Couple of notes - your gradient looks a little bit complicated to me (too many steps). You should be able to replace it with a simpler one, like 7-70%B in 5-50 (or 60) minutes. It would be more reproducible in general and between different systems.
The simplest thing you can try to separate the peaks is to change selectivity by adding some ACN to your MPB (say try 25 and 50% ACN in MeOH).
Let us know how it goes.
Posted: Mon Aug 30, 2010 8:36 pm
by stelef
Thanks a lot!
Posted: Wed Sep 01, 2010 6:53 pm
by DR
Could easily be a water contaminant. Search this board for "Empore extraction disk" for posts on how to clean up the water before making the A-phase, or for a slightly less effective solution - works only if you have a high pressure mixing system - put a guard column in the flow path between the A pump and mixing chamber.

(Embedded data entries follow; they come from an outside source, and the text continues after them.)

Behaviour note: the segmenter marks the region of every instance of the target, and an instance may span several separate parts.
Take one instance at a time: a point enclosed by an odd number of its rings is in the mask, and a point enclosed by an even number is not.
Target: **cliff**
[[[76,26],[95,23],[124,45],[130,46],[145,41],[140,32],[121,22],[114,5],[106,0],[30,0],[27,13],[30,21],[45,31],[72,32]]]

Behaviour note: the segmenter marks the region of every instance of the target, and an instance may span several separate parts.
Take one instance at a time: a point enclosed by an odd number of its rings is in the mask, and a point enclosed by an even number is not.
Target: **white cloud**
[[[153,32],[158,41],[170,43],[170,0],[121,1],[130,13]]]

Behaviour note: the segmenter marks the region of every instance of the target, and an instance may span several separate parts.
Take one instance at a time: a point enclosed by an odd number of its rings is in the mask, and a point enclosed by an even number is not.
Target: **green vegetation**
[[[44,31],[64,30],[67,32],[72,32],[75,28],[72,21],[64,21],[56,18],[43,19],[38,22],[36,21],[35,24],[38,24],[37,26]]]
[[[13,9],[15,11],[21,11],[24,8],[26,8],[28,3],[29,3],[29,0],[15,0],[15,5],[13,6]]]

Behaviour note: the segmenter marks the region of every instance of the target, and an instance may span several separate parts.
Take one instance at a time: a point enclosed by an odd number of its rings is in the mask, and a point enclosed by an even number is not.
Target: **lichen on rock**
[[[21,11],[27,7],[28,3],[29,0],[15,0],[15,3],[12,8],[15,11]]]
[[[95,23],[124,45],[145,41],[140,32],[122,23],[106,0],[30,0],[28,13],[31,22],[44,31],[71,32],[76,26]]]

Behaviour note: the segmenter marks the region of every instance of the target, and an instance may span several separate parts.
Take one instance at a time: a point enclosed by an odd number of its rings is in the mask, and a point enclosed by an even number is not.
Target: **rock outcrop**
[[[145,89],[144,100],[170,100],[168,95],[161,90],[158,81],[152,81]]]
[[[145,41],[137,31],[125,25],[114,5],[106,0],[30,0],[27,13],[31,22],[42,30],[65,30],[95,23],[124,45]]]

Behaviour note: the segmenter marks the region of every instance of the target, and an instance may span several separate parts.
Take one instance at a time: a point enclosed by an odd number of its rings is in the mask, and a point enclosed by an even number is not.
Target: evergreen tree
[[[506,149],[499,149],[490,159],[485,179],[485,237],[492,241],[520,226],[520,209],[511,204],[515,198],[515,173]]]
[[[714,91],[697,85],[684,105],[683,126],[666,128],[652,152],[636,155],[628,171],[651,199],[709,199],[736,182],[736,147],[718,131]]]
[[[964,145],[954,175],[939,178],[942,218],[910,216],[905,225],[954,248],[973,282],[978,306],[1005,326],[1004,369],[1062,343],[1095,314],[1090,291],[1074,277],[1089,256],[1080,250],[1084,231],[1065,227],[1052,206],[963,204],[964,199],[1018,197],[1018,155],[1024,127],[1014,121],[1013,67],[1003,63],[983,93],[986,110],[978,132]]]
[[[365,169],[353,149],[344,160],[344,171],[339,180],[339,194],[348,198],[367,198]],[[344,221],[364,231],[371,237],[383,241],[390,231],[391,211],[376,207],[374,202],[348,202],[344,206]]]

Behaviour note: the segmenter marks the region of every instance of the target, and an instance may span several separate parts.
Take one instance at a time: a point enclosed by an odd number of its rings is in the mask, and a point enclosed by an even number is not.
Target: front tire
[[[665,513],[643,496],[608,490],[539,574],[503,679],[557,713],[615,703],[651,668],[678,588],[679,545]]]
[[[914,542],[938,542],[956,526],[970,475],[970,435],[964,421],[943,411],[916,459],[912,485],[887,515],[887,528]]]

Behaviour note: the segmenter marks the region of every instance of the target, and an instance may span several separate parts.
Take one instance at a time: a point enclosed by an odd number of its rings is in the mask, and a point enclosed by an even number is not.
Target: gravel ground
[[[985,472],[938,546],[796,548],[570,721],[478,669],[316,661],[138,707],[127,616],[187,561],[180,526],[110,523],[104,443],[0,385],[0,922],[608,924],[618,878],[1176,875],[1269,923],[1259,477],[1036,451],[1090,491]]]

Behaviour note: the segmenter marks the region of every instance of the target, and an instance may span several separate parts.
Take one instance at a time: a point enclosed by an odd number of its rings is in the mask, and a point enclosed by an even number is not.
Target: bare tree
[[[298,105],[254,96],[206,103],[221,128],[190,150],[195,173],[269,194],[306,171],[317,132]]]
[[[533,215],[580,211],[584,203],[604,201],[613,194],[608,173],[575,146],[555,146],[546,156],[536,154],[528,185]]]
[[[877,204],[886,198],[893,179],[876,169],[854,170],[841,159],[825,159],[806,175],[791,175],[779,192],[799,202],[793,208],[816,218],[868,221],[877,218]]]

Posted: Sat Sep 04, 2010 12:35 am
by carls
Stelef,
If the intensity of the interfering peak increases with increasing equilibration time (try different equilibration times, e.g. 10, 15, 20, 25min) then the contaminant is in your mobile phase. If it doesn't increase with increasing equilibration time then the problem is elsewhere.
I have most commonly found the problem to be in the aqueous component. You can determine which is contaminated by switching the organic to ACN. Its very unlikely both ACN and MeOH will have the same impurity.